Some of the patients with CP, despite compliance with the recommendations (stop smoking and drinking alcohol), use of adequate enzyme supplementation, and antipain treatment, still have complaints and insufficient nutrition. In this case, the patient should be immediately referred to a surgical consultation to consider surgical treatment. Such proceedings should not be postponed until cachexia of the patient is observed, and then the risk of performing the procedure is very high. Surgical management in CP consists of 2 strategies: pancreatic duct drainage and resection of the targeted lesion (pancreatectomy). The first concept includes pancreatojejunostomy with distal pancreatectomy, Puestow’s procedure [31] and longitudinal pancreatojejunostomy (Partington’s procedure) [32]. The second concept includes distal pancreatectomy (DP), pancreaticoduodenectomy (PD), and duodenum-preserving pancreatic head resection (Beger’s procedure) [33]. The technique that consists of both drainage and resection is the Frey’s procedure [34]. Sato H. recently published a paper assessing the usefulness of the Frey’s procedure not only in reducing pain but also in improving nutritional status compared to pancreaticoduodenectomy. Nutritional status was assessed using the CONUT protocol (albumin, total lymphocyte count, and cholesterol). This study found that the postoperative nutritional status of CP patients improved significantly after Frey’s procedure, whereas no nutritional changes were observed after PD. Authors suggest three main mechanisms involved in the nutritional status improvement: pain relief allowing for resumption of oral intake; reducing the chronic inflammation and removing the pancreatic duct obstruction and as a consequence improvement in pancreatic exocrine function; Frey’s procedure preserves also the pancreatic parenchyma and maintains the potential source of pancreatic juice and insulin. Generally, surgery should not be delayed until the patient is severely cachectic, and the type of surgery should depend on the location of the inflammatory lesions, anatomical conditions, and the center’s experience [32]. There are no data in the literature regarding the impact of endoscopic treatment on the improvement of nutrition in patients with chronic pancreatitis.

3. Main Recommendations

In 2018, recommendations from the United European Gastroenterology evidence-based guidelines for the diagnosis and therapy of chronic pancreatitis were published, some of which concern the prevention, diagnosis, and treatment of malnutrition. The recommended tool in screening is MUST (malnutrition universal screening tools) or NRS, anthropometric measurements (BMI, arm circumference, skin fold under the triceps), and hand muscle strength were found useful. It is also advisable to assess the deficiency of albumin, fat-soluble vitamins (K and D), and microelements Fe, Zn, and Mg supplementation should only be used in the case of deficiencies. The most important in treatment was adequate enzymatic substitution and eating small, frequent, high-energy meals without limiting dietary fat. Also, high-fiber products should be avoided. If you have difficulty in following a proper diet, consult your dietitian. In turn, enteral nutrition is indicated in patients who do not respond to oral nutrition, with delayed intestinal emptying, with pain and nausea and/or vomiting. Parenteral nutrition is only recommended for patients with gastrointestinal obstruction, fistulas, or deep malnutrition before elective surgery [18].

4. Summary

Patients with CP should be led by a team of gastroenterologist, diabetologist, and psychologist and consulted by a dietitian, specialist of pain treatment, and surgeon. At each visit, remember to assess the nutritional status of the patient, including laboratory markers and anthropometric measurements.

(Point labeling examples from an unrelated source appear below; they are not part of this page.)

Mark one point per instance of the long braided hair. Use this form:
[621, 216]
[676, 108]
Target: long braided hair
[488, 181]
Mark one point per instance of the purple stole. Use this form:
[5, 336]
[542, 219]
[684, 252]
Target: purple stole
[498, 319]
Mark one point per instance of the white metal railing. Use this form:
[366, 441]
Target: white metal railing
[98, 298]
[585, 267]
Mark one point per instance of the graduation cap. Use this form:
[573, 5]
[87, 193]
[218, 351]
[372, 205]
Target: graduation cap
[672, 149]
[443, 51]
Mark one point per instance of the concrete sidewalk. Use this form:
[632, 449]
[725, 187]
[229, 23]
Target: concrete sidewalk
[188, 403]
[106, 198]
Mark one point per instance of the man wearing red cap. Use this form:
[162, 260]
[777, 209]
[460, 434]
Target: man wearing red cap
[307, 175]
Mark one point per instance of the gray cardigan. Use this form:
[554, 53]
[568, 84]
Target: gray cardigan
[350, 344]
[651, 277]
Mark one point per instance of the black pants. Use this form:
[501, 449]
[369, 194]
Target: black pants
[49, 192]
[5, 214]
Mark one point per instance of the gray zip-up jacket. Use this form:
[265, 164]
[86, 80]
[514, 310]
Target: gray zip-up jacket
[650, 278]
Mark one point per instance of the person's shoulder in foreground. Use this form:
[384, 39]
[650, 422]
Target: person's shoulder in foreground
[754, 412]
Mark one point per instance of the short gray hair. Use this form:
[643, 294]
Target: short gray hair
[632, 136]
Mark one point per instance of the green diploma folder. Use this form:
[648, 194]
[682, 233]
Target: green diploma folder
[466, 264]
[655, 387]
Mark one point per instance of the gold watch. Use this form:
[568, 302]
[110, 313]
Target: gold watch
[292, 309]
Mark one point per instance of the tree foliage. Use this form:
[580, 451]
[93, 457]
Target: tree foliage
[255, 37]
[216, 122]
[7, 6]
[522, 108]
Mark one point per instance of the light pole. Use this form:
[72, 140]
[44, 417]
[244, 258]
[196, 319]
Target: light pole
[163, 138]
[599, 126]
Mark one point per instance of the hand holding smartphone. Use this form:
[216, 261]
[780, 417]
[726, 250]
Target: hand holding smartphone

Patients should be advised to stop smoking and drinking alcohol and to use adequate enzyme supplementation. It is necessary to treat pain and diabetes and to respond to the patient’s worsening nutrition: consideration of enteral or parenteral nutrition and even surgery. Because of this procedure, we are able to improve the nutritional status of patients with chronic pancreatitis.

Data Availability

All data contained in the manuscript are available in the PubMed database. The reader can find all the cited articles in this widely used database.

Conflicts of Interest

The author declares no conflicts of interest.